You'll gain the ability to configure the built-in Webpack loader as a bonus. You'll also unlock the path to even cooler Ember features in the future, like built-in Vite support.

If you're still using the classic Ember build system, now's the time to try Embroider!

That's what we're going to do with CSS modules today. Since Vite ships CSS modules by default, and since Webpack has a popular, well-documented loader that supports CSS modules, we can easily add CSS modules to Ember apps today. When your app migrates to Vite, you can use Vite's first-party support instead.

CSS Modules in Ember. Without an Addon.

The technique we'll explore here takes advantage of the fact that modern Ember components can access imported variables in templates by using the <template> syntax in JavaScript and TypeScript files.

The authoring format is pretty straight-forward. We write the CSS module itself in the standard format (css-modules/css-modules).

.article {
  background-color: #ccc; 
}

app/components/my-component.module.css

import styles from "./my-component.module.css";
 
<template>
  <article class="my-article {{styles.article}}">
    {{yield}}
  </article>
</template>

app/components/my-component.gts

💡
When you import a CSS module from a JavaScript module it turns into a single default export with a property for each top-level class you can use as an HTML class.

We simply import the styles from the CSS module, and interpolate them into our article's class attribute.

Making it Work Today

When full support for Vite lands in Ember, that's all there is to it.
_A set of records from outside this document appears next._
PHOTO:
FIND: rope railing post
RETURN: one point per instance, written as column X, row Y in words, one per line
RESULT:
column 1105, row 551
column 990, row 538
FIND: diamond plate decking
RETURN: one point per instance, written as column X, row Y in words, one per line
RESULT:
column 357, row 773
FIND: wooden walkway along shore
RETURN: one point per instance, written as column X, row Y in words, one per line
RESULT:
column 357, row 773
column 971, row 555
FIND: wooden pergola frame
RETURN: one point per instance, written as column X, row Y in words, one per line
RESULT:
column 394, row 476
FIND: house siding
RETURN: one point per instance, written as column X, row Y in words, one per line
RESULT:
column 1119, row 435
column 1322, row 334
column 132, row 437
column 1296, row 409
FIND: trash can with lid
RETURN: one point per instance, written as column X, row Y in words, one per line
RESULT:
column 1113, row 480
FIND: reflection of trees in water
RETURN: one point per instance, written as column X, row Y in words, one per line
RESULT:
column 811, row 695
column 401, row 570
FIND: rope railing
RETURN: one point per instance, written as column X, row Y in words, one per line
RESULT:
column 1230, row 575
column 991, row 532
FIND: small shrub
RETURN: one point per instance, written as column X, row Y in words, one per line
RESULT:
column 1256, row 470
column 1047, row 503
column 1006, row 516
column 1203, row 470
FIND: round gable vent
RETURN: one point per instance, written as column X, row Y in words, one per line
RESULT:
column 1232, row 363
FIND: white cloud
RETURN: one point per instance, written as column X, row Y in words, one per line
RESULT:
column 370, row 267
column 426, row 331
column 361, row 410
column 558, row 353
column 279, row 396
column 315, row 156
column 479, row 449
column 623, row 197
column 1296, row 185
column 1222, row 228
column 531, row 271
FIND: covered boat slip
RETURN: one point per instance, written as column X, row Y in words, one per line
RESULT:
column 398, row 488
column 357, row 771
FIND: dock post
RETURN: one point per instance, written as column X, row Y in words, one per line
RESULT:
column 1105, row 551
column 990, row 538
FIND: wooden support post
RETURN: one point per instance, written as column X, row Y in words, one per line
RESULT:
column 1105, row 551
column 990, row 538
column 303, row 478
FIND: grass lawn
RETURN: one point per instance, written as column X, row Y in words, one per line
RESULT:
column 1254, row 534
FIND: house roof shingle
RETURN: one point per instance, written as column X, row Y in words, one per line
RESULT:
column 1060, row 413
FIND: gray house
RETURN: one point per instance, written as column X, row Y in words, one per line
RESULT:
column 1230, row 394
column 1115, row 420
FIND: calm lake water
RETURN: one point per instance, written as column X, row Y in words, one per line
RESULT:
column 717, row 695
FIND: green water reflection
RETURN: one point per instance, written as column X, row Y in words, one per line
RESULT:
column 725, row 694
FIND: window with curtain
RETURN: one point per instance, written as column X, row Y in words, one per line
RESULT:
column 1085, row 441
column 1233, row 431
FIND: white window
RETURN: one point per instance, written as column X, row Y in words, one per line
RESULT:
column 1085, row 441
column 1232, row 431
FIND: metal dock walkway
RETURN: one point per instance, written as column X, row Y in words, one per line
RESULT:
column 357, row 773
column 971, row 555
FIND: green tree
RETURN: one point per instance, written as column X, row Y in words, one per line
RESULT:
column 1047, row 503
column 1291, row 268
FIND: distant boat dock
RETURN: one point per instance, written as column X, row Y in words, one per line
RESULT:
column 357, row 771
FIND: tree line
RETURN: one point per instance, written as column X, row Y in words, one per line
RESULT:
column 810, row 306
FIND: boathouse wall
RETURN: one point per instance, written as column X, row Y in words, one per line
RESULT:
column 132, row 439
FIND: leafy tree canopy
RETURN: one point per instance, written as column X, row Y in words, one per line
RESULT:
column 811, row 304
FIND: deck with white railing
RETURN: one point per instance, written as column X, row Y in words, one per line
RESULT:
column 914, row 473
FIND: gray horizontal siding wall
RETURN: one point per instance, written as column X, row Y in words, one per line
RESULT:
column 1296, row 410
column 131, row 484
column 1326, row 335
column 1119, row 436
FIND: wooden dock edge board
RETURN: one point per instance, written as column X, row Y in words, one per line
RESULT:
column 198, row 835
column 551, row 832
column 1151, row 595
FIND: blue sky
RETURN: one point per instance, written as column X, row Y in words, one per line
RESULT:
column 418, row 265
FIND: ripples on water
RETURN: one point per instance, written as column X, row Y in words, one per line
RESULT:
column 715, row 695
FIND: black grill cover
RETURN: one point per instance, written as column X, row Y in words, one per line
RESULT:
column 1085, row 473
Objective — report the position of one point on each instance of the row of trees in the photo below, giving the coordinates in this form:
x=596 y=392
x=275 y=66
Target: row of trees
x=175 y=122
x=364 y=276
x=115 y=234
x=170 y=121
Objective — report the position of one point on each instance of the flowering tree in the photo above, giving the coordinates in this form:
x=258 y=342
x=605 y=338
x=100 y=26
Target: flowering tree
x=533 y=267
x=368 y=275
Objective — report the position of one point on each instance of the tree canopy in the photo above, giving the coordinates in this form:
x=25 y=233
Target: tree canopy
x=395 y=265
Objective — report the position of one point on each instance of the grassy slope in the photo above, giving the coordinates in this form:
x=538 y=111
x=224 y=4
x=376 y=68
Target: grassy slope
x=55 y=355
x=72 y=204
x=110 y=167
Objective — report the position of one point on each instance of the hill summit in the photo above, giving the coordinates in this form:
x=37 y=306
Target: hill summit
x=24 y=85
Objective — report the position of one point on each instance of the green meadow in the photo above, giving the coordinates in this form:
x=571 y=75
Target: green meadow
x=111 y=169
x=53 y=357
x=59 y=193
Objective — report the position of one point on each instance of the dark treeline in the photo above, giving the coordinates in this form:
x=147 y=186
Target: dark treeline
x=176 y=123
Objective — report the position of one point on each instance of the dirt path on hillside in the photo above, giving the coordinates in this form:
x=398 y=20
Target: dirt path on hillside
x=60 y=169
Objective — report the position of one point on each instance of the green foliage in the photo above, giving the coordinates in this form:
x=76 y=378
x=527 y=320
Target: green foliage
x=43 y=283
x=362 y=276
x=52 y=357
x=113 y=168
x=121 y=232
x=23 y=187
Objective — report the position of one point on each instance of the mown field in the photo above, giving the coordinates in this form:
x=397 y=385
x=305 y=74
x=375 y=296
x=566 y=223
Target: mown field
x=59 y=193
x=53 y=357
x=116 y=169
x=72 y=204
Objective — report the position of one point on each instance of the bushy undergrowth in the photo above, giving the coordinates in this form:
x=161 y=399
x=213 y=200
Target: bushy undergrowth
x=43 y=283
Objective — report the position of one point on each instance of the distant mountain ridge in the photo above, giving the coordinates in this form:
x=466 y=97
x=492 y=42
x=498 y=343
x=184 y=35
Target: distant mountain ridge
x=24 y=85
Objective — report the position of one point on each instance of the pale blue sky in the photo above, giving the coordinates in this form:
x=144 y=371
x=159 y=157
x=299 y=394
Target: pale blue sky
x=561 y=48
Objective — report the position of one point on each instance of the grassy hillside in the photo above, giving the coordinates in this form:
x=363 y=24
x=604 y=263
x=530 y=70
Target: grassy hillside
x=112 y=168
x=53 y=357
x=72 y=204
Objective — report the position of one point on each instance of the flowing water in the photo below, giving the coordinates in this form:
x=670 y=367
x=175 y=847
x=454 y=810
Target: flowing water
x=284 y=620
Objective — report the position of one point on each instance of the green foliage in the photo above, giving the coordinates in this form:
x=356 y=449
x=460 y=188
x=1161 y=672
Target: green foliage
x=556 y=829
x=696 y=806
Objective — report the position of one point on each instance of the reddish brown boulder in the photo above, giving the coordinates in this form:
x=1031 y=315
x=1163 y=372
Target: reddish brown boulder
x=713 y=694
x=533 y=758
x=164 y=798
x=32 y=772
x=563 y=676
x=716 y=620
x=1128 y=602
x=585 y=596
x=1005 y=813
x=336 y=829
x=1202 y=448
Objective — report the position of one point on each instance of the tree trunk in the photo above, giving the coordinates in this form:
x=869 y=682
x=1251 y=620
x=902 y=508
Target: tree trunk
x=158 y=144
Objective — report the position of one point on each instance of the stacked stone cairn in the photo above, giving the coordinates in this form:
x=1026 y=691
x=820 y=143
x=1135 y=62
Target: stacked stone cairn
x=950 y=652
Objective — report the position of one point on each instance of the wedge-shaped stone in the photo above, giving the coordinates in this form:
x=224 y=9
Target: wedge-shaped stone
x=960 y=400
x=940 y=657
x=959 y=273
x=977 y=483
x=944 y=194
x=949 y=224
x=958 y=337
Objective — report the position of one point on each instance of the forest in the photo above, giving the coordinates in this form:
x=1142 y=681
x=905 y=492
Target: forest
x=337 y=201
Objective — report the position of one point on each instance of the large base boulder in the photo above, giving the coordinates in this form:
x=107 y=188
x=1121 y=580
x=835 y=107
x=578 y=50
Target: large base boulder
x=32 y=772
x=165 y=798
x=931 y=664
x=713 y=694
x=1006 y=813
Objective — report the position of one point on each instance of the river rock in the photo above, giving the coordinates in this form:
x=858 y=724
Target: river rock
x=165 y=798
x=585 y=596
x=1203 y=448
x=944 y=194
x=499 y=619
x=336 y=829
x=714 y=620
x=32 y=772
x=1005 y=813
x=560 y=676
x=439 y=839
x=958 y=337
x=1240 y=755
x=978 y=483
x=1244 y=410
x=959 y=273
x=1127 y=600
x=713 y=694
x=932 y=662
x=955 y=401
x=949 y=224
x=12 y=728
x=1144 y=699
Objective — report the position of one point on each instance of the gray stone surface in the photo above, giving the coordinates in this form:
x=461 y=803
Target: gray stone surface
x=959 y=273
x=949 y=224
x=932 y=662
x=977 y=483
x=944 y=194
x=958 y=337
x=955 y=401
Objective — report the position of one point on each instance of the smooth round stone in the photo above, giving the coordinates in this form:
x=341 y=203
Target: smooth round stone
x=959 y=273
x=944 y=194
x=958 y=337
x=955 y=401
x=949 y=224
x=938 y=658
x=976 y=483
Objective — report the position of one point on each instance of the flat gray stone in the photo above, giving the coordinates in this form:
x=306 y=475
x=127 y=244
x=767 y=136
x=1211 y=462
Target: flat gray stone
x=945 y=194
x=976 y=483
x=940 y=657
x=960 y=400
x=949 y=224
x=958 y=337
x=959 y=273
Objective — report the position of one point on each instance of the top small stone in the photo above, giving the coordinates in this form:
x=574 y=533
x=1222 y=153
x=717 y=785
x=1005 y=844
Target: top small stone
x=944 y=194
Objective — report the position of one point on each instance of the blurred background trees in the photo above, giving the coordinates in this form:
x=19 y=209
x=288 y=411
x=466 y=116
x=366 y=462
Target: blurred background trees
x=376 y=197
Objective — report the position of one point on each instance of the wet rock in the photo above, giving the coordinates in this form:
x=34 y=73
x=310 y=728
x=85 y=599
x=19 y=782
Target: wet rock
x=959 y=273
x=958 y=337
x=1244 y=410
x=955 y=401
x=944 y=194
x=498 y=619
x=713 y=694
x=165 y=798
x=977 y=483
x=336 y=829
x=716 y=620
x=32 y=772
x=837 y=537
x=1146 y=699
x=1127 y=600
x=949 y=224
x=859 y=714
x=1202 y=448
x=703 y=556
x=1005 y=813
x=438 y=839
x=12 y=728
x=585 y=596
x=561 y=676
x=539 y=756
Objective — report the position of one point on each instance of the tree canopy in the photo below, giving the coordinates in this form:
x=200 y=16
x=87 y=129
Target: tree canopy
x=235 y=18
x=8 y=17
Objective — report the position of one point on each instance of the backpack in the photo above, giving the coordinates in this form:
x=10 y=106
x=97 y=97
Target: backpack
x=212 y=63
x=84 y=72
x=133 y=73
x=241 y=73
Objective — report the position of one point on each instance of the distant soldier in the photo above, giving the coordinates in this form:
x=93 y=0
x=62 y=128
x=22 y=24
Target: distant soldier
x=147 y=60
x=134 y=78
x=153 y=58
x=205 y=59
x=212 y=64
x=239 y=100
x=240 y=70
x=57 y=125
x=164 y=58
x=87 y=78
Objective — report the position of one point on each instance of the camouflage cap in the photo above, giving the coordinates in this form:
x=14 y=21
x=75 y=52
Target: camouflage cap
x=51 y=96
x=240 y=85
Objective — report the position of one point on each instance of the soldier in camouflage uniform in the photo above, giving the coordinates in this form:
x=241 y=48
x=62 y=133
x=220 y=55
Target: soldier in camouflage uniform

We're getting there, but most Ember users reading this post today aren't using Vite yet.

So let's get our example working in a stable Ember app that uses Embroider.

   return require('@embroider/compat').compatBuild(app, Webpack, {
+    packagerOptions: {
+      cssLoaderOptions: {
+        modules: {
+          auto: true,
+        },
+      },
+    },
     // ...
  });

ember-cli-build.js

ℹ️
If your ember-cli-build.js uses Embroider (and contains a line that look like return require('embroider/compat').compatBuild(...), then you can configure the settings in Embroider's built-in instance of css-loader this way.

This change enables automatic CSS modules in Webpack's css-loader (docs). The automatic behavior enables CSS modules in files that end in .module.css.

And that's all you need to do to get basic support for CSS modules in Glimmer.

Going Further: Smoothing Out Ergonomic Rough Edges

In practice, there are other things you'll want to do to get the best developer ergonomics for CSS modules. The embroider-css-modules repository documents a number of additional things you can do to smooth out the experience.

Vite will ultimately handle some of this for you, and things will be really smooth by the time we're done polishing the Polaris Edition.

For now, you'll have to do some work yourself to smooth out some rough edges, but the documentation in embroider-css-modules builds on the concepts in this blog post. This includes assuming that Vite defines the authoring format and using Webpack to polyfill Vite's default behavior.

A Sign of Things to Come

This example is cool because it demonstrates how Ember's Polaris strategy lets Ember apps take advantage of emerging ecosystem standards without any special Emberisms.

We saw how you can use Webpack as a polyfill for Ember's Vite future. Using Webpack in this way lets you adopt the future without giving up on Ember's strong belief in smooth evolution, which makes Ember apps such a pleasure to maintain over the long haul.

Perhaps the most interesting thing of all: the approach in this post works today in Ember apps running on stable versions of Ember.

If you've gotten this far, you're the kind of person who would probably have fun playing around with CSS modules in an Ember app.

Have fun! And let's work together to build a better future for all of us.